The team is always looking for ways to innovate our infra to meet the growing demand and efficiency of our services, and as a part of the product releases, made some key updates to our platform. We wanted to share so others could gain value in their efforts as well as celebrate this critical group for us. Next time you talk to your infra team, give them some love, they do so much!

Infrastructure Enhancements: Moving Forward with EKS and GitOps

Our Infra team has recently completed significant updates to further improve our services:

1. Migration from ECS to EKS: To streamline our operations, we have transitioned from AWS Elastic Container Service (ECS) to Elastic Kubernetes Service (EKS). This move simplifies our operational framework by unifying it on a single platform (EKS), significantly reducing the need to manage and monitor multiple platforms. This change also enhanced our security. In Kubernetes, we now manage our security with policies and roles and the automated Kubernetes control plane security provides the services that make Kubernetes work.

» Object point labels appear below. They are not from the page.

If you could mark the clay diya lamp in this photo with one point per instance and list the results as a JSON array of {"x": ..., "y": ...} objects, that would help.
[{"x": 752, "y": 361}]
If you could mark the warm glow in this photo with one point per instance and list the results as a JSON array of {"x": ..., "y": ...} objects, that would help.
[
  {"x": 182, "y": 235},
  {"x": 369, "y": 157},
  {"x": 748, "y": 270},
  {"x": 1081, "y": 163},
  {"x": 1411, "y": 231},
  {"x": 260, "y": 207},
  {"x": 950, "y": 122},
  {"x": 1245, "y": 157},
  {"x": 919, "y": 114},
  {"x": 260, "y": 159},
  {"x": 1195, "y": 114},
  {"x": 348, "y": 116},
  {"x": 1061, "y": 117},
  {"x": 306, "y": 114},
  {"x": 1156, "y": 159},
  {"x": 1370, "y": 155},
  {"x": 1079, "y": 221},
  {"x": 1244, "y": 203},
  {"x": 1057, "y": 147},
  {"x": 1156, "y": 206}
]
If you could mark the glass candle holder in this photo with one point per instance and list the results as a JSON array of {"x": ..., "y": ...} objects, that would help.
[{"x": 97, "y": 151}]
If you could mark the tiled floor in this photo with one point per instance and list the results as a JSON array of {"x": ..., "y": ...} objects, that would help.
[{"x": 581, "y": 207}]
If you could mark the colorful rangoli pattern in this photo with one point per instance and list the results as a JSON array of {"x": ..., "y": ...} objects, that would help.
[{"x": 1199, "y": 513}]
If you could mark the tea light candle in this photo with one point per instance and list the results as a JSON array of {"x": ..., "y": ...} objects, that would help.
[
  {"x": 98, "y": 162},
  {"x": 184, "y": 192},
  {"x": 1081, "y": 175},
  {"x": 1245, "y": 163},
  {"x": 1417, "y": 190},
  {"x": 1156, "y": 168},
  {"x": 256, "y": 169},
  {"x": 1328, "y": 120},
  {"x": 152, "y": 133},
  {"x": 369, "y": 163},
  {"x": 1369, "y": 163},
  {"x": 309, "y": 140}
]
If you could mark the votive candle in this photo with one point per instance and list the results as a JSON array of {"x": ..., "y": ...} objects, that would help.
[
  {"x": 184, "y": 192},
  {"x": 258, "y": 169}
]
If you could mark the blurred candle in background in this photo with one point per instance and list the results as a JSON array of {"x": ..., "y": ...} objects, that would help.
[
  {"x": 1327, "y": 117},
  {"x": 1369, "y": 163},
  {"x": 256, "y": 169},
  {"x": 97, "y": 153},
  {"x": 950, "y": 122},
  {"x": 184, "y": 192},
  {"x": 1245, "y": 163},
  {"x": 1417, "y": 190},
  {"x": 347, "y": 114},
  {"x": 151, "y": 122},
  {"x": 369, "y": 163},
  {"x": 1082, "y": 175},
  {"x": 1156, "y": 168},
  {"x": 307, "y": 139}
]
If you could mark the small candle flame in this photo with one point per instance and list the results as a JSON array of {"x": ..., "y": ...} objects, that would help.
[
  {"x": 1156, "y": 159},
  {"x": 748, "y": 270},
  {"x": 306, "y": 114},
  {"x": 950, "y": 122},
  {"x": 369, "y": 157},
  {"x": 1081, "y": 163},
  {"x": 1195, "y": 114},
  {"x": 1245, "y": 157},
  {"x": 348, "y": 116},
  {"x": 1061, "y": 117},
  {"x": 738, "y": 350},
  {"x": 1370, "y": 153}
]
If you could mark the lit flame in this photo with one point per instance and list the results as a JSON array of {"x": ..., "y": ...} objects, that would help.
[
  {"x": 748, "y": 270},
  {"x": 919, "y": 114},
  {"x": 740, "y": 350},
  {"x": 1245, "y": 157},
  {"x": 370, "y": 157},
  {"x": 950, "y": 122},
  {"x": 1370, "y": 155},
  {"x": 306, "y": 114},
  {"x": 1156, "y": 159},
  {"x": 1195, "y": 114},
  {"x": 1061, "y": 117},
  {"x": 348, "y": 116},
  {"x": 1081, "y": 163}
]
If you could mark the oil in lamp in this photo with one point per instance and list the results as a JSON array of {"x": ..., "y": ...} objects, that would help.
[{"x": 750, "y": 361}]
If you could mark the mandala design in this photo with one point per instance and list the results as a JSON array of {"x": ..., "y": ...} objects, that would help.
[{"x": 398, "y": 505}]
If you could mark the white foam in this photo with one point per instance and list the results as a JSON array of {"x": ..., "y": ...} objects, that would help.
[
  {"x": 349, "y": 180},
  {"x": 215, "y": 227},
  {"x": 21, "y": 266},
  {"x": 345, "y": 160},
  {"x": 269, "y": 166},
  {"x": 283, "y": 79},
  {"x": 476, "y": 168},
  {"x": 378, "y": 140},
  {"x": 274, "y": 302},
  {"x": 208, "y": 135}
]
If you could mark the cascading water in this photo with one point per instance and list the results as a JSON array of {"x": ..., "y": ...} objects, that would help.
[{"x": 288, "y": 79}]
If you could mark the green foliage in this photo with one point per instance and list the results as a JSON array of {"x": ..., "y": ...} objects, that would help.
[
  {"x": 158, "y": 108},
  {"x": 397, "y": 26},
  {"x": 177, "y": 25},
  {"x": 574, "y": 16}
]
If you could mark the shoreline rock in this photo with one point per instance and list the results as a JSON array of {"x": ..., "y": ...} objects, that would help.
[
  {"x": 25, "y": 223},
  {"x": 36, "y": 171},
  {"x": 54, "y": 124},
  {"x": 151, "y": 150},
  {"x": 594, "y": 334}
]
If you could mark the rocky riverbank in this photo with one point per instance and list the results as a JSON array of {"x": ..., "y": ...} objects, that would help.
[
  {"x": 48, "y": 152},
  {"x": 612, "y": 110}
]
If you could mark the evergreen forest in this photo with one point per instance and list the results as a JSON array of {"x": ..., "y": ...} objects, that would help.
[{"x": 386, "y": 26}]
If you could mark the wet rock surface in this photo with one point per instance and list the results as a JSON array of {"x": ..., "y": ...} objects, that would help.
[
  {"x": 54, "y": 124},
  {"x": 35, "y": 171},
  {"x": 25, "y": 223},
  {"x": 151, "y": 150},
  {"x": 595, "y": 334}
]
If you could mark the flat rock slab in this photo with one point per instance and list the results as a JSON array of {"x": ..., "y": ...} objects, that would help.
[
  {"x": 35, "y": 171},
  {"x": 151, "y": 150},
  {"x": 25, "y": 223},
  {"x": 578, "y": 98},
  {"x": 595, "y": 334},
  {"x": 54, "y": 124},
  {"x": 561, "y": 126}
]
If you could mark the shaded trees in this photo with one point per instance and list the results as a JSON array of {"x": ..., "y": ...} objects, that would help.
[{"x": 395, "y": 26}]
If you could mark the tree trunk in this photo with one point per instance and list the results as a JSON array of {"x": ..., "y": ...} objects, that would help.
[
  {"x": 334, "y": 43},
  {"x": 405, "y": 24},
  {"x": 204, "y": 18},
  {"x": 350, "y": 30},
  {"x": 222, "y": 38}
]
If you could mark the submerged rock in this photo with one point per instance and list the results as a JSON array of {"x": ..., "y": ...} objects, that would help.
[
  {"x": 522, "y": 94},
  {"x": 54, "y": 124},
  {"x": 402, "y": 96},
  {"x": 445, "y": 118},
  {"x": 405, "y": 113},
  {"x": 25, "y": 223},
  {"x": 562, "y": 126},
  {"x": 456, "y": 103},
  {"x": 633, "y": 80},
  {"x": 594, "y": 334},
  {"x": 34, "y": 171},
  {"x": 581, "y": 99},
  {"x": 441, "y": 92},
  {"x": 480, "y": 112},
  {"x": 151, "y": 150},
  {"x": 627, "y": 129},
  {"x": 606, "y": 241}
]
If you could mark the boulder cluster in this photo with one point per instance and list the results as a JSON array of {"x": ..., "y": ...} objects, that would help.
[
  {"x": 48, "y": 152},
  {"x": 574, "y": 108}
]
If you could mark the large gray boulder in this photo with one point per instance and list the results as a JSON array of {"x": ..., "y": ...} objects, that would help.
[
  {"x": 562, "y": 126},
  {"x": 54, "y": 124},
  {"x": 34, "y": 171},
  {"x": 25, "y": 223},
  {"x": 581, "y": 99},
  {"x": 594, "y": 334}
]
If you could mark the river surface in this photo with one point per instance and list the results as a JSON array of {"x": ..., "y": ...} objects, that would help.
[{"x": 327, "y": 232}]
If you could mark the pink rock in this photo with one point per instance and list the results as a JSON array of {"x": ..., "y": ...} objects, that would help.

2. Pipeline Enhancements: Our deployment processes have been upgraded for efficiency and reliability. The integration of GitOps and GitHub Actions play a pivotal role in these improvements:
Single Source of Truth: Both infrastructure and application configurations now have a centralized, standardized management system. This approach ensures consistency and reliability in our deployment processes.
Enhanced Collaboration and Automation: The adoption of GitOps allows for smoother collaboration and automation, making it easier to deploy changes rapidly and efficiently.
Declarative Configuration: Our configuration is designed to be easily readable and understandable, facilitating quick and accurate deployments.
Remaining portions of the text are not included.